One's initial impulse might be that the EU simply doesn't like GMOs (which is true), so it will make an example of Monsanto by blocking its acquisition by Bayer. But that doesn't appear to be the case. According to the Wall Street Journal, the EU approved mergers between DuPont and Dow Chemical as well as Syngenta and ChemChina, albeit after various concessions were made. (Both DuPont and Syngenta sell GMOs.)

Neither does it appear as if the EU is trying to undermine the success of an American business. DuPont and Dow are both headquartered in the U.S.

On the contrary, EU regulators seem to be legitimately concerned about the impact the merger may have on competition. The WSJ reports that the "EU said the two companies have a high market share in breeding or licensing—and in some cases both—vegetable, canola and cotton seeds."

Along similar lines, the Financial Times wrote, "European antitrust authorities worry the deal would 'reduce competition in a number of different markets resulting in higher prices, lower quality, less choice and less innovation.'"

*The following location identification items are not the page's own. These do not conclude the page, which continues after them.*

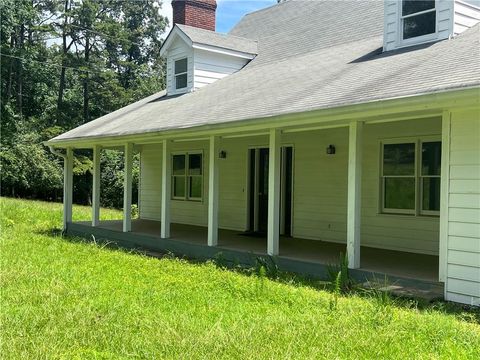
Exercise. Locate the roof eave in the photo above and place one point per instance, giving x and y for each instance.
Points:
(431, 103)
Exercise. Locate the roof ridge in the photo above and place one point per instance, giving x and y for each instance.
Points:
(218, 33)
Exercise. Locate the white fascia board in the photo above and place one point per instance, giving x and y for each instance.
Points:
(223, 51)
(174, 33)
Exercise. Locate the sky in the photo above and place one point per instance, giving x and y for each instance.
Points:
(229, 12)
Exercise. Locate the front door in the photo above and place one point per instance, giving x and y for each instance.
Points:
(258, 189)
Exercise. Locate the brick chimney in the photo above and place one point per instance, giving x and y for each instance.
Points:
(197, 13)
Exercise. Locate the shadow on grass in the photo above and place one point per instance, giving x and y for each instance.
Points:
(55, 232)
(266, 266)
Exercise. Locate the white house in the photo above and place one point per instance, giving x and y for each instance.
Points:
(311, 128)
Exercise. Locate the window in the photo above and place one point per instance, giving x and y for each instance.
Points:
(187, 176)
(404, 189)
(181, 73)
(430, 176)
(418, 18)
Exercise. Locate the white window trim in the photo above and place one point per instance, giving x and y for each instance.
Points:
(418, 141)
(419, 39)
(182, 73)
(187, 176)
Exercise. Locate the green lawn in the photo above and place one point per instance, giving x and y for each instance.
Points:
(68, 299)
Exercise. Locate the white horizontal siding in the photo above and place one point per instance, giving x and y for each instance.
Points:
(463, 254)
(397, 232)
(393, 23)
(391, 18)
(466, 16)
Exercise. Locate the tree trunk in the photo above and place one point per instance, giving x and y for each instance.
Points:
(61, 86)
(10, 69)
(20, 70)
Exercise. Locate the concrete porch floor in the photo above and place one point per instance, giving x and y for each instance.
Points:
(394, 263)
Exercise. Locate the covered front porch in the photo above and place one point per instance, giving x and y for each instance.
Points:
(298, 255)
(301, 196)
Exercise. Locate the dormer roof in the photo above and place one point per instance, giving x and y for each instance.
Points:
(212, 41)
(299, 67)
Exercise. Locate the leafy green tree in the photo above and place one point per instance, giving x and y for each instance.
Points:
(64, 63)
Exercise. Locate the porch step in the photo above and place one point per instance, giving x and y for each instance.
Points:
(429, 292)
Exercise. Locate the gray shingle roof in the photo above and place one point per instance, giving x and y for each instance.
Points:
(303, 67)
(225, 41)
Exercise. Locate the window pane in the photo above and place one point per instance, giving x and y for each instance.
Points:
(431, 194)
(431, 158)
(179, 186)
(419, 25)
(195, 164)
(414, 6)
(180, 66)
(181, 81)
(399, 193)
(178, 164)
(399, 159)
(195, 189)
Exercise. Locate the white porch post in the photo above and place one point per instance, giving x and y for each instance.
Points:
(96, 186)
(213, 192)
(354, 193)
(67, 187)
(273, 236)
(127, 188)
(166, 190)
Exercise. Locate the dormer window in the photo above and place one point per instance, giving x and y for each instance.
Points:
(181, 73)
(418, 18)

A Legitimate Role for Government

Though my personal bias is often against government intervention, there is a legitimate role for regulators in the case of mergers of large companies. The reason isn't because corporations are evil or because our food supply is in danger -- as the conspiracy theorists warn -- but because one of the main functions of a democratic government in a capitalist society is to maintain a competitive environment. A lack of competition really does negatively impact prices and quality.

For proof, look at the American airline industry. Everybody hates it. It's so bad that politicians are discussing a new passenger bill of rights. Perhaps we wouldn't need one if there was more competition.

In April, after United beat up one of its passengers, The Economist argued that U.S. regulators allowed too many airline mergers. The EU happily blocks them, and this policy at least partially explains why flying on a European airline is a much more pleasant experience than flying on an American one. The article says:

This happy combination of low fares and reasonable service has a simple explanation: competition. American policymakers have presided over a wave of mergers in the past few years. The biggest four carriers in America between them now control 80% of the market, compared with just 48% a decade ago.

Mergers may be a great business decision, but they may not be great for society.

Should They or Shouldn't They?

Still, it is difficult to escape the suspicion that Monsanto's undeserved notoriety and Europe's antipathy toward GMOs are influencing EU regulators. The DuPont-Dow deal was worth $122 billion, but the Bayer-Monsanto deal is worth merely $57 billion. And if European lawmakers ban the cultivation of GMOs, then it's not clear what sort of competition they're worried about preserving.

If the EU is not distracted by politics and anti-GMO activists -- and if it is able to focus solely on the economic pros and cons of a merger -- it is engaging in appropriate regulatory oversight. But that's a big "if."